Chano Domínguez: Ni Jazz, ni flamenco, ni ostias
En una esquina oscura de Cádiz nació un niño que escuchaba a su padre perderse en el laberinto de espejos que es el flamenco. Sebastián Domínguez Lozano, alias Chano, encontró primero las teclas en un grupo de rock progresivo andaluz —Cai— donde el jazz era un espectro infiltrado entre guitarras eléctricas. Era 1978, años de humo denso, dictaduras que caían a golpes y música que buscaba grietas en los muros.

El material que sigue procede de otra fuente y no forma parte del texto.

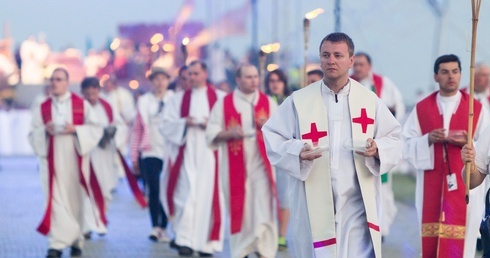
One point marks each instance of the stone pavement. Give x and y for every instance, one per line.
x=21, y=208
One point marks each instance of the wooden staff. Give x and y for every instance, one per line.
x=475, y=8
x=306, y=32
x=262, y=58
x=183, y=49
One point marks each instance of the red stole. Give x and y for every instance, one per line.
x=443, y=211
x=377, y=81
x=174, y=169
x=236, y=158
x=133, y=184
x=78, y=119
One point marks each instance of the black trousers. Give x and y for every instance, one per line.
x=152, y=168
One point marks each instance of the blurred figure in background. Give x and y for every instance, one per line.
x=276, y=86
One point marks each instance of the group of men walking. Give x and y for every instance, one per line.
x=209, y=159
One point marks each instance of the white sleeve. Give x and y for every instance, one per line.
x=417, y=151
x=173, y=127
x=388, y=140
x=282, y=141
x=38, y=137
x=89, y=134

Cuando aquella banda se disolvió, Chano se refugió en otra criatura llamada Hixkadix y desde ahí ganó premios como si le pagaran por ello (lo que realmente así era). Pasaron bares pequeños, colaboraciones con Ruibal, Ana Belén, Tito Alcedo… el ecosistema del sur mezclando vino, política y canciones. En 1992 formó su trío con Javier Colina y Guillermo McGill: aquí se abrió la caja negra. El piano de Chano ya no sonaba español ni estadounidense, sino un híbrido eléctrico que se arrastraba y bailaba a la vez.
Flamenco y jazz, dos lenguas imposibles que él convirtió en un solo dialecto. Lo llamaron para Calle 54 de Fernando Trueba, compartió escenario con Paco de Lucía, Herbie Hancock, Wynton Marsalis. No era ya un pianista: era un médium que dejaba hablar a los muertos y a los vivos en las teclas.
En Brooklyn encontró otra guarida. Desde ahí lanza discos como Estándares o Chabem, este último nominado al Grammy Latino en 2023. Y entre giras y grabaciones, da clases en Juilliard y en universidades que lo observan como si trajera evangelios escritos en compás de bulería.
Premio Nacional de Músicas Actuales 2020, dicen. Yo digo: un alquimista que convirtió la frontera en melodía.